Но во время гимнастических игр он проявлял себя малоспособным. Момент, когда надо было прыгнуть вперед и поймать противника, он большей частью упускал, так как стоял и мечтал. В мечтах он воображал себя генералом и заставлял своих товарищей нападать на черный лес, полный страшных врагов. Или же он приказывал им карабкаться по мачтам корабля, в который превращались стены школьного двора. В конце концов, он приходил в себя, возбужденный и бледный. Остальные были красны, они победили или были побеждены! Нино не сделал ни того, ни другого.
"Ах, - думал он в порыве отрезвления и нетерпения.
– И генералом я тоже никогда не буду. Вообще, я думаю, меня совсем не возьмут на военную службу. Я не могу себе представить этого".
В действительности он испытывал перед военным строем ужас, в котором не хотел себе сознаться; перед гражданскими союзами тоже. Когда он слышал о чьей-нибудь женитьбе, он с удивлением и любопытством думал: "Неужели и я когда-нибудь женюсь? Я не могу себе представить этого". Или он видел похороны. "Я должен исчезнуть как-нибудь иначе. Со мной это не может произойти так. Я не могу себе представить этого".

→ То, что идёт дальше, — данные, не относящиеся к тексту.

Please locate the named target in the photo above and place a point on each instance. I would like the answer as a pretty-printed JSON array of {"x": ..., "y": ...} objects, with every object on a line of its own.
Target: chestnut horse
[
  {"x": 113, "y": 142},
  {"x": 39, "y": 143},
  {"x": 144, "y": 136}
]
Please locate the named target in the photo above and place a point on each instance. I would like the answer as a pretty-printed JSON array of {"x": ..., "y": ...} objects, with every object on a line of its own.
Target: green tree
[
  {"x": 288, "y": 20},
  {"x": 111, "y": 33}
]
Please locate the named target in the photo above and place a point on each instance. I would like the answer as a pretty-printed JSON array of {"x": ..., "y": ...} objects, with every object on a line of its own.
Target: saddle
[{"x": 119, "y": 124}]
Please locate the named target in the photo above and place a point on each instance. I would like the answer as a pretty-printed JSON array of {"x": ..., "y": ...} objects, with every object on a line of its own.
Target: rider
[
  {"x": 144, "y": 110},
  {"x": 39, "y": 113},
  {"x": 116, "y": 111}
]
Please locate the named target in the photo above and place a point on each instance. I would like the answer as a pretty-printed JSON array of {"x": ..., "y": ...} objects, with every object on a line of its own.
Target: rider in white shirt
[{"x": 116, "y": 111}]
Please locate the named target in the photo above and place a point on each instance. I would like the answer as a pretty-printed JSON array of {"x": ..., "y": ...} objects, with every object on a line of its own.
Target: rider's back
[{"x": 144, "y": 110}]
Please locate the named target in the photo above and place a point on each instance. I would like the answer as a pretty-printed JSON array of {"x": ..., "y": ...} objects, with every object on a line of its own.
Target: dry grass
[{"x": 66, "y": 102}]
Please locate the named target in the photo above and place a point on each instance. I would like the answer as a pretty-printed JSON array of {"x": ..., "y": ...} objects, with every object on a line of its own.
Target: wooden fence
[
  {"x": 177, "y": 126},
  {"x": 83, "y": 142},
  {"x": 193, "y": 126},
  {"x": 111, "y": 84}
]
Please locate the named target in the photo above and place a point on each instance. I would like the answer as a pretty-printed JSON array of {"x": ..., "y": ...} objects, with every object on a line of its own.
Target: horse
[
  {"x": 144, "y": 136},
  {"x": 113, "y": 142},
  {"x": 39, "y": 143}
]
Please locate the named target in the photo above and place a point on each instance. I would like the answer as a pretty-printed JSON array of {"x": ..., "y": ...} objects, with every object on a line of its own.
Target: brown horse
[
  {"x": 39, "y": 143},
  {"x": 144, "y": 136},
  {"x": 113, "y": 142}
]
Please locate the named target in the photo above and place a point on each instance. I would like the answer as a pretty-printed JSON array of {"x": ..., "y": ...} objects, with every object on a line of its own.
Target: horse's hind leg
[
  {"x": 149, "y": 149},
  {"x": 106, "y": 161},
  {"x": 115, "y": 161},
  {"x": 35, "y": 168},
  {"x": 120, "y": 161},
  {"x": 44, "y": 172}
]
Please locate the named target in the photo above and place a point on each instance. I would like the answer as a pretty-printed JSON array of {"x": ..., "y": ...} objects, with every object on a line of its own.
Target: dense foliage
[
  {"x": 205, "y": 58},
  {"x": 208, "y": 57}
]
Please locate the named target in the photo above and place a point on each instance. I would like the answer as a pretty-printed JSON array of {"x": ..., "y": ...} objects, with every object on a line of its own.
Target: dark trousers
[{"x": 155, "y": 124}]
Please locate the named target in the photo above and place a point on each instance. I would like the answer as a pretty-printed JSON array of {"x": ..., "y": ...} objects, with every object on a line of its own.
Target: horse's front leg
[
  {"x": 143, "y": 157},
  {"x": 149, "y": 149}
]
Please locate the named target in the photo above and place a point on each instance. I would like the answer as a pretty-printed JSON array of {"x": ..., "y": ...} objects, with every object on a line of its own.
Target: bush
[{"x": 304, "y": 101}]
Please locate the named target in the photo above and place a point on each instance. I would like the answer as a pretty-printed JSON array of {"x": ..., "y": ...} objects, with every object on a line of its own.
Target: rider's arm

Слепые перестали играть. Сан-Бакко еще раз просвистал последние звуки, слабо, с трудом двигая губами:
– Проклятая повязка!.. Нино, это была хорошая музыка?
– Отвратительная!
Он вздрогнул. Каждая из его дурных мыслей соединилась с каким-нибудь звуком, нераздельно слилась с ним. И это случайное совпадение нескольких нот с мучительным раздумьем превратило для мальчика несколько безразличных тактов в лес пыток.
"Я никогда не буду больше слушать этого", - решил он про себя.